The generate_goldens_from_docs()
method has an additional context construction pipeline that precedes the goldens generation pipeline. This is because to generate goldens grounded in context, we first have to extract and construction groups of contexts found in provided documents.
The context construction pipeline consist of three main steps:
- Document Parsing: Split documents into smaller, manageable chunks.
- Context Selection: Select random chunks from the parsed, embedded documents.
- Context Grouping: Group chunks that are similar in semantics (using cosine similarity) to create groups of contexts that are meaningful enough for subsequent generation.
Click here To learn how to customize every parameters used for the context construction pipeline.
In summary, the documents are first split into chunks and embedded to form a collection of nodes.
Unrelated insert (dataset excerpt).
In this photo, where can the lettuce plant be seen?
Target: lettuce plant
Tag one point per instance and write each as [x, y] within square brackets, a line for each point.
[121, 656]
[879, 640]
Random nodes are then selected, and for each selected node, similar nodes are retrieved and grouped together to create contexts. These contexts are then used to generate synthetic goldens as described in previous sections.
Document Parsing
In the initial document parsing step, each provided document is parsed using an token-based text splitter. This means the chunk_size
and chunk_overlap
parameters do not guarantee exact text chunk sizes. This approach ensures text chunks are meaningful and coherent, but might lead to variations in the expected size of each context
.
These text chunks are then embedded by the embedder
and stored in a vector database for subssequent selection and grouping.
The synthesizer will raise an error if chunk_size
is too large to generate n=max_contexts_per_document
unique contexts.
Context Selection
In the context selection step, random nodes are selected from the vector database that contains the previously indexed nodes. Each time a node is selected, it is subject to filtering. This is because chunked contexts can result in trivial or undesirable content, such as a series of white spaces or unwanted characters from document structures, which is why filtering is important to ensure subsequently generated goldens are meaningful, relevant, and coherent.
Each chunk is quality scored (0-1) by an LLM (the critic_model
) based based on the following criteria:
- Clarity: How clear and understandable the information is.
- Depth: The level of detail and insight provided.
- Structure: How well-organized and logical the content is.
- Relevance: How closely the content relates to the main topic.
If the quality score is still lower than the context_quality_threshold
after max_retries
, the context with the highest quality score will be used. Although this means that you might find context that have failed the filtering process being used, but you will be guarenteed to have context to be used for grouping.
The critic_model
in the context construction pipeline can be different from the one used in the FiltrationConfig
of the generation pipeline.
Context Grouping
In the final context grouping step, each previously selected nodes are grouped with other nodes with a cosine similarity score higher than the context_similarity_threshold
. This ensure that each context is coherent for subsequent generation to happen smoothly.
Similar to the context selection step, if the cosine similarity is still lower than the context_similarity_threshold
after max_retries
, the context with the highest similarity score will be used. Although this means that you might find context that have failed the filtering process being used, but you will be guarenteed to have context groups to be used for generation.